# Weighted quantile estimation for a weighted mixture distribution

Update: this blog post is a part of research that aimed to build weighed versions of various quantile estimators. A preprint with final results is available on arXiv: arXiv:2304.07265 [stat.ME]. Some information in this blog post can be obsolete: please, use the preprint as the primary reference.

Let $$\mathbf{x} = \{ x_1, x_2, \ldots, x_n \}$$ be a sample of size $$n$$. We assign non-negative weight coefficients $$w_i$$ with a positive sum for all sample elements:

$\mathbf{w} = \{ w_1, w_2, \ldots, w_n \}, \quad w_i \geq 0, \quad \sum_{i=1}^{n} w_i > 0.$

For simplification, we also consider normalized (standardized) weights $$\overline{\mathbf{w}}$$:

$\overline{\mathbf{w}} = \{ \overline{w}_1, \overline{w}_2, \ldots, \overline{w}_n \}, \quad \overline{w}_i = \frac{w_i}{\sum_{i=1}^{n} w_i}.$

In the non-weighted case, we can consider a quantile estimator $$\operatorname{Q}(\mathbf{x}, p)$$ that estimates the $$p^\textrm{th}$$ quantile of the underlying distribution. We want to build a weighted quantile estimator $$\operatorname{Q}(\mathbf{x}, \mathbf{w}, p)$$ so that we can estimate the quantiles of a weighed sample.
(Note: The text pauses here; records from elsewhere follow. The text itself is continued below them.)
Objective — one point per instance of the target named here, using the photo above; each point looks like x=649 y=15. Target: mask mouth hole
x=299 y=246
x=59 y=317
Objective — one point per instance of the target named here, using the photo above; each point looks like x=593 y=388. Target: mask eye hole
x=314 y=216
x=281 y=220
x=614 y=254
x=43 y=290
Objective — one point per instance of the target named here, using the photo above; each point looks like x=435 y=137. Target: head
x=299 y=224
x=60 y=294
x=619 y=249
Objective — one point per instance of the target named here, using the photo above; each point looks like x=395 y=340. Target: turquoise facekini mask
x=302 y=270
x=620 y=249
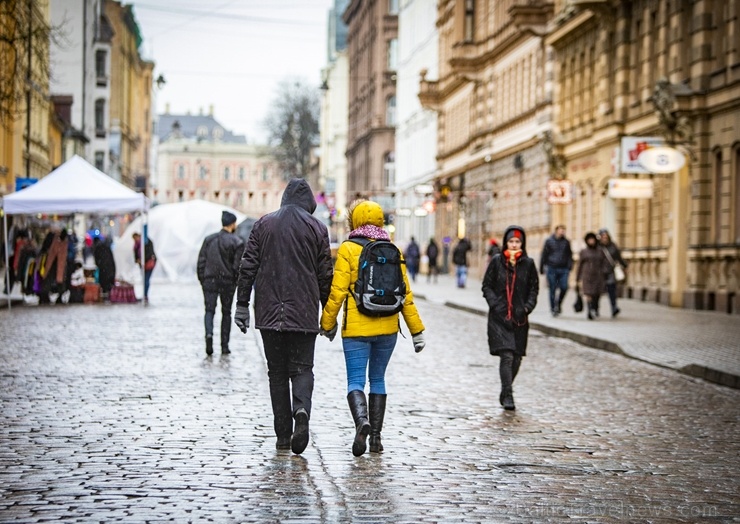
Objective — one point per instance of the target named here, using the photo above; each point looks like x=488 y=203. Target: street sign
x=661 y=160
x=630 y=188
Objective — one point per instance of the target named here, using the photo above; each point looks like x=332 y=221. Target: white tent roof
x=75 y=187
x=177 y=231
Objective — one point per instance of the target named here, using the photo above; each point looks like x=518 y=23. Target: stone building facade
x=372 y=54
x=655 y=69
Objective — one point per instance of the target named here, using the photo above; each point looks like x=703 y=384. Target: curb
x=693 y=370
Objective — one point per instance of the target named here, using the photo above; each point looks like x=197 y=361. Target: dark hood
x=509 y=231
x=299 y=193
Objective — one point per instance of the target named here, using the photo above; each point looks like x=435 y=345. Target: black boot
x=358 y=407
x=507 y=399
x=377 y=414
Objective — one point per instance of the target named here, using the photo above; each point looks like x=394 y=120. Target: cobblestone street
x=113 y=413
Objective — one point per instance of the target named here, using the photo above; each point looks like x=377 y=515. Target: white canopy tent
x=74 y=187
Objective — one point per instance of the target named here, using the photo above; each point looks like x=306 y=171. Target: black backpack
x=379 y=290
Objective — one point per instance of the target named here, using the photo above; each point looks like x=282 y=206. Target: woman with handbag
x=617 y=263
x=150 y=260
x=591 y=275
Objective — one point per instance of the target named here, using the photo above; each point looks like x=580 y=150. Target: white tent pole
x=7 y=257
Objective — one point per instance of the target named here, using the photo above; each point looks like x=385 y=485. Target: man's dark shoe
x=299 y=440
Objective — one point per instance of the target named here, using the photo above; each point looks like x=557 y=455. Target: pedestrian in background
x=510 y=287
x=218 y=272
x=460 y=259
x=591 y=275
x=557 y=262
x=614 y=257
x=432 y=253
x=150 y=261
x=413 y=257
x=368 y=341
x=288 y=262
x=106 y=264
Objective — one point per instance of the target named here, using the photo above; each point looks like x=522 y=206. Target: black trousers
x=289 y=363
x=210 y=297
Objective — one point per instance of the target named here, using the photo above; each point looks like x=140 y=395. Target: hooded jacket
x=510 y=333
x=287 y=261
x=346 y=269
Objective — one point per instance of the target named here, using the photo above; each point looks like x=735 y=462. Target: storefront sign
x=630 y=188
x=559 y=191
x=632 y=147
x=662 y=160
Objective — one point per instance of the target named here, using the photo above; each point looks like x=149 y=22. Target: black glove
x=241 y=318
x=331 y=333
x=419 y=342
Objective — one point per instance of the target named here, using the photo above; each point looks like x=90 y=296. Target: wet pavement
x=113 y=413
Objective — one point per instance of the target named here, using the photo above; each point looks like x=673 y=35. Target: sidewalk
x=697 y=343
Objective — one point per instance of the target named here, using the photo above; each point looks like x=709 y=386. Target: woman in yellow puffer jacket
x=368 y=342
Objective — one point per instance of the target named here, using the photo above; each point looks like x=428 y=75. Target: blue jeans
x=368 y=357
x=557 y=278
x=462 y=275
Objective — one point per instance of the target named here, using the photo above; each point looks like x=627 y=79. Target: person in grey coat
x=288 y=263
x=218 y=271
x=510 y=287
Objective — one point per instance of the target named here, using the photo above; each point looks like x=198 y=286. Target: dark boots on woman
x=377 y=414
x=358 y=407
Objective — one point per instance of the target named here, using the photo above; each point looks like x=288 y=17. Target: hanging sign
x=662 y=160
x=559 y=191
x=630 y=188
x=632 y=147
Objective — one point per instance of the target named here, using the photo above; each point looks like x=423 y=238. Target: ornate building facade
x=372 y=54
x=666 y=70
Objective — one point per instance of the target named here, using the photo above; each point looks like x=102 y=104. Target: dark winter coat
x=511 y=334
x=556 y=254
x=616 y=255
x=460 y=253
x=288 y=262
x=593 y=267
x=218 y=261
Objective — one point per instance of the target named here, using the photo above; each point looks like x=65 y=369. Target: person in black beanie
x=510 y=287
x=218 y=272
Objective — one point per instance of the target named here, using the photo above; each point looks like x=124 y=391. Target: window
x=101 y=57
x=389 y=169
x=100 y=160
x=469 y=29
x=100 y=118
x=390 y=111
x=392 y=54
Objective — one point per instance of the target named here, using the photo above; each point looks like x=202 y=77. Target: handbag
x=578 y=304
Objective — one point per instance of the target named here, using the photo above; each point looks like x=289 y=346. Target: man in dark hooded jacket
x=288 y=263
x=218 y=271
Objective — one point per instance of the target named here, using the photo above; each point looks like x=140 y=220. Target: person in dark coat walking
x=510 y=287
x=614 y=256
x=106 y=265
x=591 y=275
x=218 y=271
x=557 y=261
x=288 y=262
x=432 y=254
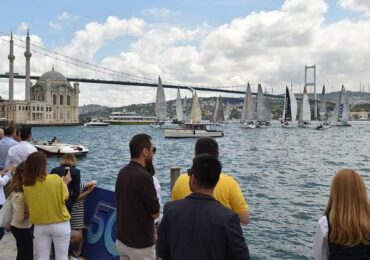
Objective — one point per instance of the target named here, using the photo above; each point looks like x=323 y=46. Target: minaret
x=28 y=55
x=11 y=58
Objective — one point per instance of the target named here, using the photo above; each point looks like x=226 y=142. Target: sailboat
x=290 y=109
x=218 y=114
x=305 y=113
x=195 y=128
x=323 y=113
x=262 y=110
x=247 y=117
x=227 y=111
x=340 y=115
x=160 y=106
x=179 y=109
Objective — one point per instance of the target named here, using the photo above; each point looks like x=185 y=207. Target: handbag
x=6 y=212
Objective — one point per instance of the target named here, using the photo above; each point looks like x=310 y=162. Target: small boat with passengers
x=96 y=122
x=54 y=148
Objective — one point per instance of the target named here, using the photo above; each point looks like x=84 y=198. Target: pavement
x=9 y=248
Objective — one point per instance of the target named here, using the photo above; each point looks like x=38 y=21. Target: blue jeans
x=1 y=229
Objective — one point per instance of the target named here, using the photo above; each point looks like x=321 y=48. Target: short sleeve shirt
x=46 y=201
x=227 y=192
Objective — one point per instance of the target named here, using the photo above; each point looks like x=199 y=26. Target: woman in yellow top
x=45 y=196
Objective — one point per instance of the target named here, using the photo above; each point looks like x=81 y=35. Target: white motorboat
x=54 y=148
x=96 y=122
x=249 y=124
x=196 y=130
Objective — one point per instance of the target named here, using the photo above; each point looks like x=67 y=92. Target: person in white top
x=20 y=225
x=344 y=230
x=19 y=152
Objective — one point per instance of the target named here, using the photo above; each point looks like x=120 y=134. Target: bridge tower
x=11 y=58
x=28 y=55
x=311 y=83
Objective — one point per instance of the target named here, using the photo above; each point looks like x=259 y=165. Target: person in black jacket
x=68 y=163
x=200 y=227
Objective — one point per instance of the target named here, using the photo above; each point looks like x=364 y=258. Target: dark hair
x=26 y=131
x=206 y=169
x=9 y=130
x=34 y=168
x=17 y=180
x=206 y=145
x=138 y=143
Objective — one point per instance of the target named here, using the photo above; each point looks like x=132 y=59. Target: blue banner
x=100 y=218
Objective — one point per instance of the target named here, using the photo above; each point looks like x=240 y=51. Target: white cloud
x=356 y=5
x=67 y=16
x=23 y=27
x=268 y=47
x=55 y=26
x=158 y=12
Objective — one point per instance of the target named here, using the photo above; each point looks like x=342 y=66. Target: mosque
x=51 y=101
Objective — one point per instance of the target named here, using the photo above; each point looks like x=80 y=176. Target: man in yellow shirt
x=227 y=190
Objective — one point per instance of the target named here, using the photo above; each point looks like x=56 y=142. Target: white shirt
x=19 y=153
x=3 y=181
x=320 y=249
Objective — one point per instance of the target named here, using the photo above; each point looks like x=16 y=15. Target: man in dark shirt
x=137 y=203
x=199 y=227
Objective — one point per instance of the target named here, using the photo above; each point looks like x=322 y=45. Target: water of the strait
x=285 y=174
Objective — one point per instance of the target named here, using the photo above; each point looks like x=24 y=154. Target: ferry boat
x=129 y=118
x=194 y=130
x=96 y=122
x=54 y=148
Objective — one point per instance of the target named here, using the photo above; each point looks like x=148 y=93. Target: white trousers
x=130 y=253
x=59 y=234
In this post, we consider a specific problem of estimating quantiles of a weighted mixture distribution.

For example, we can consider three distributions given by their cumulative distribution functions (CDFs) $$F_X$$, $$F_Y$$, and $$F_Z$$ with weight coefficients $$w_X$$, $$w_Y$$, and $$w_Z$$. Their weighted mixture is given by $$F=\overline{w}_X F_X + \overline{w}_Y F_Y + \overline{w}_Z F_Z$$. Let us say that we have samples $$\mathbf{x}$$, $$\mathbf{y}$$, and $$\mathbf{z}$$ from $$F_X$$, $$F_Y$$, and $$F_Z$$; and we want to estimate the quantile function $$F^{-1}$$ of the mixture distribution $$F$$. If each sample contains a sufficient number of elements, we can consider a straightforward approach:

1. Obtain estimations $$\hat{F}^{-1}_X$$, $$\hat{F}^{-1}_Y$$, $$\hat{F}^{-1}_Z$$ of the distribution quantile functions based on the given samples;
2. Invert quantile functions and obtain estimations $$\hat{F}_X$$, $$\hat{F}_Y$$, $$\hat{F}_Z$$ of the CDFs for each distribution;
3. Combine these CDFs and build an estimation $$\hat{F}=\overline{w}_X\hat{F}_X+\overline{w}_Y\hat{F}_Y+\overline{w}_Z\hat{F}_Z$$ of the mixture CDF;
4. Invert $$\hat{F}$$ and get the estimation $$\hat{F}^{-1}$$ of the mixture distribution quantile function.

The approach performs well only when the sample sizes are large enough so that we can efficiently estimate sample quantiles.